34. Kekecewaan

124 10 0
                                    

- Selamat membaca -

Setelah melewati perdebatan yang sengit akhirnya pelajaran kali ini telah diselesaikan dengan baik dan materi debat pada pagi hari ini telah selesai, sebenarnya Bu Nuha sendiri yang memutuskan secara sepihak karena kedua kelompok sama-sama kuat, beliaulah yang menyudahi materi debat ini, dalam lubuk hati yang paling dalam beliau masih ingin melihat argumen kedua murid kesayangan nya lagi dalam waktu yang lama, tapi jam pelajaran nya sudah habis dan dia harus segera melanjutkan aktivitas lainnya.

"Baik sampai disini dulu pelajaran saya, untuk nilai ibu beri kalian semua A. Kedua kelompok sama-sama pandai menyampaikan pendapat dan pandai mempertahankan argumen, jadi ibu beri skor yang sama untuk kalian."

"Yeay."

"Asik."

"Cuma duduk liatin Raka sama Raina debat gue dapat nilai A dong, gila mantap banget."

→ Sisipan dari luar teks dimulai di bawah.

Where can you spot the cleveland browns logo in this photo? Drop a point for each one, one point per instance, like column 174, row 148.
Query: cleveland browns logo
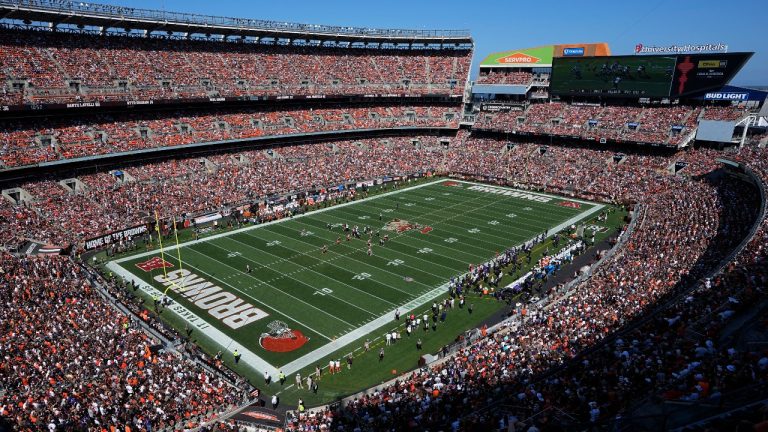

"Sering-sering aja deh gabung kelas."

Ucap  setiap siswa dan siswi yang ada didalam aula besar ini, pelajaran terasa begitu mudah dan menyenangkan jika digabung, para lelaki senang karena melihat kepintaran, keanggunan milik Raina, dan para perempuan tentu merasa sangat senang dapat menatap wajah tampan Raka dengan tenangnya, biasanya lelaki itu hanya akan berjalan melewati mereka semua tanpa sepatah kata pun, tapi jika seperti ini dengan leluasa mereka bisa memperhatikan Raka berbicara, begitu sempurna, perpaduan wajah tampan dan suara yang dingin yang keluar dari mulut lelaki itu.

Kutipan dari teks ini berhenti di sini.